About 400 kids attend grades K-8 here. So, we’re mostly talking about kids between 4 and 13 years old. You do the math: That means in 2001, the oldest kids were maybe 3 years old when the planes crashed into the twin towers. So, there’s a line that divides kids old enough to remember 9/11 from the kids that aren’t.

“You know, we talk about the wars that are happening,” she said. “Our students might say, ‘Why are we still fighting in Iraq, or why are we still fighting in Afghanistan?’ And that opens up the entire context of 9/11, then we do go into it.”

That distinction kind of crept up on Sadiya Barkat. She teaches Social Studies and Islamic History to middle schoolers. Back in 2003 she gave students a writing assignment about 9/11. “Where were you, what were you doing, and include all the aspects of a primary source,” she explained. “And so they did, and they did a great job.”

It went so well that she kept assigning it every year.

“And when I continued the assignment, every year it would become more and more vague,” she said. “Until the 5th or 6th year, and the kids were like well, we don’t really remember 9/11, or we’re too young to remember 9/11. And that’s when I realized this is becoming history now.”

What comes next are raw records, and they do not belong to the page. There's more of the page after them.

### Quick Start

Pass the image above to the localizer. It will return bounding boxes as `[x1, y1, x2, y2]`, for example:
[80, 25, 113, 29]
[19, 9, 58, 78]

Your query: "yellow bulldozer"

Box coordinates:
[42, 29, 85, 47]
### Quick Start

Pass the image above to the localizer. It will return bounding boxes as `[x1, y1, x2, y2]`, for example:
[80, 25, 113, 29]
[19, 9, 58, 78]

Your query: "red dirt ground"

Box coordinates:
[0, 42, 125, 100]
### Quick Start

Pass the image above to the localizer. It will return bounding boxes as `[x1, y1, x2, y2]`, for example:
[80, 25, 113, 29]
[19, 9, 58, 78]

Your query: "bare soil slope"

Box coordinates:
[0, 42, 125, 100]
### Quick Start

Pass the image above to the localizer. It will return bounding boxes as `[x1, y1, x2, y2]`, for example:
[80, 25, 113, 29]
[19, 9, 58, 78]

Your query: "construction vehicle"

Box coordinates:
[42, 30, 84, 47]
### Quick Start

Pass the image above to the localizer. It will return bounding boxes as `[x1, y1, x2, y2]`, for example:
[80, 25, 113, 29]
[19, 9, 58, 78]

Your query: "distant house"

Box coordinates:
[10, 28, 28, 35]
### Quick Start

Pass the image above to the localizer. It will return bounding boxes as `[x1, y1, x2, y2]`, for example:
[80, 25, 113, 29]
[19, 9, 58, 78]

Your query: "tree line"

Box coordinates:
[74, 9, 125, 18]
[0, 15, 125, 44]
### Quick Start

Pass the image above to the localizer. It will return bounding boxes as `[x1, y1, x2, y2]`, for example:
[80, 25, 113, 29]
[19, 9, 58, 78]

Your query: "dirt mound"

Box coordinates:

Barkat doesn’t give that assignment anymore. She realized that 9/11 is now something that has to be taught. It keeps coming up in class in other ways — just not directly.

“You know, we talk about the wars that are happening,” she said. “Our students might say, ‘Why are we still fighting in Iraq, or why are we still fighting in Afghanistan?’ And that opens up the entire context of 9/11, then we do go into it.”

And for the most part, that’s how the MCC handles 9/11. It comes up in impromptu discussions in social studies class. Since 9/11 this Islamic school has also started explicitly teaching that extremism is wrong in religion classes. 

But at least one parent thinks the school should do more. That’s Khawaja Rizwan Kadir.

“My concern were manifold. First, when you don’t have facts about a major event like this, I’m afraid that conspiracy theories or hearsay sets in,” Kadir explained. “The other concern was if that is the case, then these kids are going to grow up in this society feeling alienated, not fully engaged.”

Kadir says the whole point of Islamic schools is to give Muslim youth in America a strong sense of identity. He says they should feel confident, so they can face discrimination, and won’t be tempted by extremist ideology.

Kadir thinks Islamic schools in the U.S. are doing a pretty good job, but he worries the kids are not prepared for mainstream society when some don’t even know who Osama bin Laden is.

Kadir decided to address this issue himself. This spring he gave a presentation to MCC students. It covered a modern history of the Islamic world. It was a history, civics, and religion lesson, all rolled into 45 minutes.

At the end he took questions. A 12-year-old student made it clear just how much more work there was to do.

“He raised his hand,” Kadir explained. “He said, ‘How is it possible that Osama bin Laden flew those planes into the World Trade Center, got out of those burning planes, got out of the burning building in the midst of the policemen and everything, went back to Afghanistan, and then was captured and killed 10 years later?‘”

Kadir says he doesn’t want to be harsh. He says after 9/11, Muslim-Americans were so busy trying to explain themselves to non-Muslims that they didn’t realize that, some day, they’d have to explain 9/11 to their own.